You know those co-workers, the ones who breathed too loudly, sprayed food all over their faces when they ate, and did weird stretches? You thought you’d never, ever miss them when you left employment. But here you are, sitting at home, missing the human contact.

Working from home can most definitely be lonely. Not being able to talk out simple issues, express frustration, or just escape for five minutes in mindless conversation, can be one of the more jarring aspects of working for yourself.

Create a community for yourself – go to networking events and meet other people in similar situations (maybe do some work dates, like those revision dates back at your university library); join online communities such as Facebook groups of other business owners and share experiences, give advice there; arrange lunches with your friends. Right now, try virtual co-working, or video chat coffee dates.

And when this is all over – work out of the house sometimes – whether it’s pushing the bounds of how many hours you can spend in a coffee shop for the one drink you purchased; or trying out a co-working space. Personally, even though I’ve tried, I haven’t loved these – I find being away from my well organised office disruptive, but I’m also an introvert so usually the occasional networking event and lunch date is more than enough socialising to keep my week feeling good.

Create boundaries

When I started working from home, everyone seemed to think I was available all the time – to take their calls, go for an impromptu lunch, do some errands for them… and it became very frustrating. I would end up working evenings and weekends to make up for the fact I had taken my Mum’s dog to the groomers, or spent a whole afternoon at lunch with a friend, or ended up having a ridiculously long phone call in the middle of the day.

While these are totally one of the perks of working from home, if you don’t set boundaries with other people, you’re likely to lose the whole day and have nothing to show for it.

Especially if you’re working from home with other people – your partner, kids, housemates – it’s easy for them to think if they’re not busy, you aren’t either.

This goes for chores and other distractions too – just because you’re at home, doesn’t mean you should be using your work time to make the house spotless.

If you have a separate space at home, shut the door. If you don’t, choose set working hours and let everyone know about them.
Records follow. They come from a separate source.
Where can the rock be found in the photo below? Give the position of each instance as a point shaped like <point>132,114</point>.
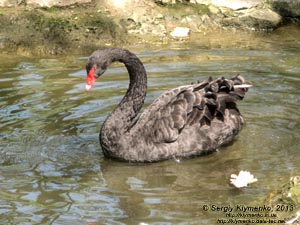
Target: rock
<point>50,3</point>
<point>286,8</point>
<point>9,3</point>
<point>180,32</point>
<point>258,19</point>
<point>236,4</point>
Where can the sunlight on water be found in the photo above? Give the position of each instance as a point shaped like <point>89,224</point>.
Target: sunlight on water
<point>52,170</point>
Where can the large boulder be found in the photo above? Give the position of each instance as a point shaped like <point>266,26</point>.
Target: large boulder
<point>50,3</point>
<point>258,19</point>
<point>286,8</point>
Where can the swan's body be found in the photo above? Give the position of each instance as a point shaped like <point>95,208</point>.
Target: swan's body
<point>183,122</point>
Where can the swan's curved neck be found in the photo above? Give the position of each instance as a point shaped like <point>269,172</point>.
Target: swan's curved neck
<point>120,119</point>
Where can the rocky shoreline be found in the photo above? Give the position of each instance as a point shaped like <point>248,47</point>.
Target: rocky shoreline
<point>56,27</point>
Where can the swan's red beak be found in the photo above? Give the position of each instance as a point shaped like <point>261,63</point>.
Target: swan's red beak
<point>91,79</point>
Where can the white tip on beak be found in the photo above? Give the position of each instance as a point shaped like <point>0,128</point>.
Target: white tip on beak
<point>88,87</point>
<point>242,86</point>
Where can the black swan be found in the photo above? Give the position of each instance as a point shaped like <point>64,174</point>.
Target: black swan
<point>185,121</point>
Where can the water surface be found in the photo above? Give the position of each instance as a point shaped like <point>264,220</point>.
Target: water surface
<point>52,170</point>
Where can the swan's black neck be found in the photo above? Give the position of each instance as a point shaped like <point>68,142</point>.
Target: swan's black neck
<point>120,119</point>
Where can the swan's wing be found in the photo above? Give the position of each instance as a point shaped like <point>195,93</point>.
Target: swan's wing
<point>168,115</point>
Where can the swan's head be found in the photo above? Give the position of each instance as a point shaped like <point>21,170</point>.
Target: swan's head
<point>95,67</point>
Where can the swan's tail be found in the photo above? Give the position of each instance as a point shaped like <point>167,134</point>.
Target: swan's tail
<point>221,94</point>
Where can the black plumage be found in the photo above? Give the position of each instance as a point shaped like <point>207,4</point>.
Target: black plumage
<point>183,122</point>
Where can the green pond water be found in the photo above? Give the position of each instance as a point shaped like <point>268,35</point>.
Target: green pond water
<point>52,170</point>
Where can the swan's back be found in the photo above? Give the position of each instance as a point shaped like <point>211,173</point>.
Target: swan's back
<point>191,120</point>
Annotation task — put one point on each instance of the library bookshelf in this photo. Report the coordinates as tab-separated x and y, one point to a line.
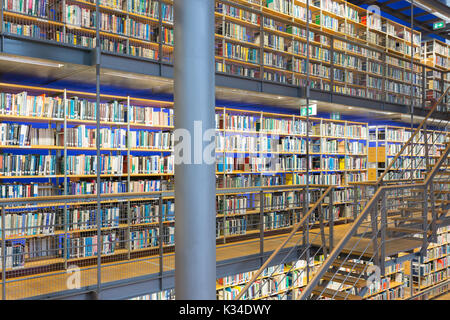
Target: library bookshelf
260	150
286	281
48	140
386	141
351	53
432	269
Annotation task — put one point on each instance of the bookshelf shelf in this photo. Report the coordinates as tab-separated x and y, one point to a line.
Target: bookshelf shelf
352	26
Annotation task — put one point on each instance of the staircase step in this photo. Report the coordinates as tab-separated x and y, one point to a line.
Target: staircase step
358	267
330	293
404	230
342	278
407	219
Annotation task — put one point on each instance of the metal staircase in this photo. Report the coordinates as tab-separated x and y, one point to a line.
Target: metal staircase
394	217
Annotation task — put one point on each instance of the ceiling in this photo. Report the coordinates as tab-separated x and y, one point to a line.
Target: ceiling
425	13
64	75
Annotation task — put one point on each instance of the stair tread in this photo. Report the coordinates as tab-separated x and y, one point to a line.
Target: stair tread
407	219
330	293
359	267
404	230
342	278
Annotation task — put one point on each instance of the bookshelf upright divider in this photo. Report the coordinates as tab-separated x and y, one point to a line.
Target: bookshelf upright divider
66	214
128	229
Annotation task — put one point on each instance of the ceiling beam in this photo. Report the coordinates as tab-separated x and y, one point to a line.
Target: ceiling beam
432	20
406	18
390	2
442	32
436	6
422	14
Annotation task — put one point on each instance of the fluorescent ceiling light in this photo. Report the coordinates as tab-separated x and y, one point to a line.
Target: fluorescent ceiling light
134	76
31	61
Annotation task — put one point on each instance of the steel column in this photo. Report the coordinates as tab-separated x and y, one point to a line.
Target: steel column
194	88
97	91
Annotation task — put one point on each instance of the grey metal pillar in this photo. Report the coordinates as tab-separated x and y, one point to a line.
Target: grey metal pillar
194	94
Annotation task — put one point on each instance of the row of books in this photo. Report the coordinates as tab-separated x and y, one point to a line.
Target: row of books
232	205
238	13
150	212
238	32
14	134
276	220
87	165
229	227
428	268
260	144
114	187
82	247
238	70
347	163
30	165
23	104
15	190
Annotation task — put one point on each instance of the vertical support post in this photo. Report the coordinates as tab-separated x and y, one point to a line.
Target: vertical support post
1	27
425	220
306	233
66	219
331	236
412	86
425	137
331	64
3	255
128	230
383	227
355	201
373	218
322	228
194	78
261	50
424	74
160	42
432	197
261	227
97	91
161	241
225	212
307	105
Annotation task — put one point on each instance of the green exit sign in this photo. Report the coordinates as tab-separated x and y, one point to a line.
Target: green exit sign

Put your phone on ‘do not disturb’ and close any messaging apps on your computer. Don’t let your personal life leak into your workday unless you want it there.

Be flexible

That said, working from home does give you a lot of flexibility. And right now you may well need that – if you’re juggling other priorities – family, a disruption to your routine, etc.

Don’t be afraid to split your workday up. If you’re not used to working from home, you might be inclined to say “a work day is 9am-5pm” and try to stick rigidly to that. Which might cause a lot of stress and friction if you’re trying to home-school the kids, or get your exercise while it’s light out, or just give yourself some mental space.

When you work from home, you can choose to work at times where there are fewer distractions or where you’re more productive.

For me, I prefer to do personal stuff in the mornings – like walking the dog, housework, errands, etc. – and then focus up on work nearer lunchtime. That means I will usually work later into the evening and if something is outstanding, I might return to work for an hour or two after dinner.

That isn’t me failing, or being addicted to work, or having an unhealthy work/life balance – it’s the way I like to work. It works best for me. And because I’m not tied to the idea of a “traditional workday” I don’t make it mean anything. If you can let go of what you think a workday should look like, you can start to find a structure that really suits you.

How are you finding working from home?

How is working from home going? Are you struggling? Or wondering why you didn’t do this sooner? Or somewhere inbetween?